EDINBURGH have rested three key players for this evening’s Champions Cup pool clash away to Sale Sharks, but assistant coach Steve Lawrie insists that this is not a declaration of defeat in the campaign to make it into the last eight of European club rugby’s top-tier competition.

Current Scotland squad members Darcy Graham and Jamie Ritchie have been rested, as has vice-captain Henry Pyrgos, opening the door for youngsters Jack Blain and Charlie Shiel to get their first real taste of rugby at this level, while Magnus Bradbury has also been restored to the starting XV.

Last week’s narrow loss at home to La Rochelle means that even if the capital side manage bonus-point wins in their three remaining pool matches they will still be relying on results elsewhere going their way, but Lawrie vowed that as long as there is a chance of making the quarter-finals the team will fight tooth and nail to achieve that goal.

“We pick every team to win the game,” he insisted. “We want to win this game in the here and now. We’re going down there to put in a performance and to get the points.

“Even if you’re not in the top comp, you might end up in the middle comp [Challenge Cup] as one of the best runners-up at the end of the pool stage, and it’s really important to us to make sure we’re playing games on the biggest stage we can. But we’re also looking after the guys who have been through a few hard weeks with the Scotland squad so Jamie and Darcy have rest protocols which means a down-week this week.

“They’ve gone from the Nations Cup, back into club duty and then there is the Six Nations coming down the track as well, so we’ve got to make sure we’re clever in terms of how we use the squad.

“Henry is similar because he’s played a lot of rugby since his return from injury and there is a lot of quality in our squad, so this is an opportunity for other people to play.

“We don’t play what would be perceived externally as our best team all the time because guys need opportunities and we’ve got trust in the guys coming in – so people like Charlie Shiel and Jack Blain starting this weekend is really exciting.

For Shiel in particular it is going to be a baptism of fire. The 23-year-old has played at this level before but it was only four minutes off the bench in Edinburgh’s quarter-final defeat to Munster two seasons ago. This will be his first start and he is up against arguably the best scrum-half in world rugby at the moment in Faf de Klerk.

“It’s massive for him, what a great opportunity,” enthused Lawrie. “He’s at a stage now where he’s played a good bit of rugby for us in the PRO14 – whether that be off the bench or the couple of starts that he’s had – so this is the next step for him.

“Faf is an excellent player, but we recognise that Charlie has a lot of the same characteristics,” he added. “In terms of Charlie’s ability to speed up a game with his running threat, that’s probably one of Faf’s biggest strengths, too, along with his toughness. At nine, there is no hiding place.

“You’re one of the leaders within the group and Charlie is developing that side of his game nicely. I don’t think you ever turn round and say: ‘He’s all of sudden gone from a young prospect into an absolutely established member.’ So, it is a process and it’s our job as coaches to bleed him in appropriately.
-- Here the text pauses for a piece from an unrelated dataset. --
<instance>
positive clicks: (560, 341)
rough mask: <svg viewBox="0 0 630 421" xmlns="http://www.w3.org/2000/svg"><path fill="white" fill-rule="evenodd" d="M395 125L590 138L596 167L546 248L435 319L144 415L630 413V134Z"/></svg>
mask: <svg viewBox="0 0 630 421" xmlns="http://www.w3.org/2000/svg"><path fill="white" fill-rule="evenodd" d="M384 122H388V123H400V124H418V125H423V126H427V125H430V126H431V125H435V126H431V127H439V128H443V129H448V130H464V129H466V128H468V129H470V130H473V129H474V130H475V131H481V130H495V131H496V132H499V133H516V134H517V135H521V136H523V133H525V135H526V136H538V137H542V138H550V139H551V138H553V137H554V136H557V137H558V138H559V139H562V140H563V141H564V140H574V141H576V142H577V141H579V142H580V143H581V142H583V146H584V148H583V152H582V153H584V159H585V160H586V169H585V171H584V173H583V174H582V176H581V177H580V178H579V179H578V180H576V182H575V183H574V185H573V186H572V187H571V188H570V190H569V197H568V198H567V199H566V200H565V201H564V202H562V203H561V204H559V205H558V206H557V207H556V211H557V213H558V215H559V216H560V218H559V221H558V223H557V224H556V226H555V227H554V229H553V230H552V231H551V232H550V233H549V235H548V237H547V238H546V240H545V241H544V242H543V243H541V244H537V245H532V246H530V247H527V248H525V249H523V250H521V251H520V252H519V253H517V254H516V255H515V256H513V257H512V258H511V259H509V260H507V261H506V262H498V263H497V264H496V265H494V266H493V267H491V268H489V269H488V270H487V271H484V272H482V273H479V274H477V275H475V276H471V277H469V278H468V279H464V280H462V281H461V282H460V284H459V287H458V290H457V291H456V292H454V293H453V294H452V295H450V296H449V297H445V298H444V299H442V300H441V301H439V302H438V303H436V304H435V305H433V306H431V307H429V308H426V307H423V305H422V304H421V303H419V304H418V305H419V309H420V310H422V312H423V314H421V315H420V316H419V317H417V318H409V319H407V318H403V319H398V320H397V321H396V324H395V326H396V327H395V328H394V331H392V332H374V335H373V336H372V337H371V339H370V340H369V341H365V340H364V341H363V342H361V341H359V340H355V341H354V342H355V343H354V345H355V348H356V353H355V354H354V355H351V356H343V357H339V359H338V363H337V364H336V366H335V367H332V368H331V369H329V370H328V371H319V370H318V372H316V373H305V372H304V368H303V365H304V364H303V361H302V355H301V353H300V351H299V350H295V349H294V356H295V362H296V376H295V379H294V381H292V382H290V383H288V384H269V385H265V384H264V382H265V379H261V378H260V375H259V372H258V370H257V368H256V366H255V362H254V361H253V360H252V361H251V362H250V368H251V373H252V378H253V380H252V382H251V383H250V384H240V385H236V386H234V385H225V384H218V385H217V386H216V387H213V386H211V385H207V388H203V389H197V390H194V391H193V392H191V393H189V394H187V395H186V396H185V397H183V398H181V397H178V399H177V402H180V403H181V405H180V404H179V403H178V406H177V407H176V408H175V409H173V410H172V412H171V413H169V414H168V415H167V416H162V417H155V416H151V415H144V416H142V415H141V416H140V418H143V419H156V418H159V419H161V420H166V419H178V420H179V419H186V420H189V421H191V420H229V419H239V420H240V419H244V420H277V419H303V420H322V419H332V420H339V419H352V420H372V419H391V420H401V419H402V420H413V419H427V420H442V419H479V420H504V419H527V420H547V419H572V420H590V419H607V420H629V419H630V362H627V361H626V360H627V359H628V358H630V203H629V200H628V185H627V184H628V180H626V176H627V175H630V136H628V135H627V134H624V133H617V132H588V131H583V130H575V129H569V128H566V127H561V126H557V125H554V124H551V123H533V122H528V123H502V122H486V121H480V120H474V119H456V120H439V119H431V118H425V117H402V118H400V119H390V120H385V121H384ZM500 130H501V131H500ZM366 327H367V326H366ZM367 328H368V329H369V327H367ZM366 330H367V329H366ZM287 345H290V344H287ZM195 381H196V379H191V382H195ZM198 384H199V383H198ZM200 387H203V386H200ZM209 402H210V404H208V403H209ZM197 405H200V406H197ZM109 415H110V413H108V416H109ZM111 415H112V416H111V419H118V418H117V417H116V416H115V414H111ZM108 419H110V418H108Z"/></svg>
“But if you’re good enough then you’re old enough, aren’t you? And if he puts in a good performance here, he will put himself in the best place to start the next game.”

20-year-old Blain will be making his sixth start of the season but getting his first taste of the Champions Cup.

“Jack has come in and played really well,” said Lawrie. “He’s got areas to develop around systems and understanding that side of the game, but he’s a really nice runner, really good under the high ball and he’s a threat, which is exciting.

“He’s a good professional and he works hard. It’s just about him continuing to develop and this is another good opportunity for him to do that.”

Sale also lost their opening game of this Champions Cup campaign – 26-14 away to Toulon – and have had a bit of upheaval in recent week with long-serving director of rugby Steve Diamond abruptly resigning with immediate effect at the start of the month.
“Paul Deacon has taken over and he was coaching at the club before, so it’s not like they’ve changed their coaching group massively,” said Lawrie. “I would expect them to be doing more of the same.

“With the South Africans in their team, they want to play that physical, on-the-gain-line type of game. They will look to play in the appropriate areas and they’ve got a pretty set structure as well. We’re ready for the challenge.”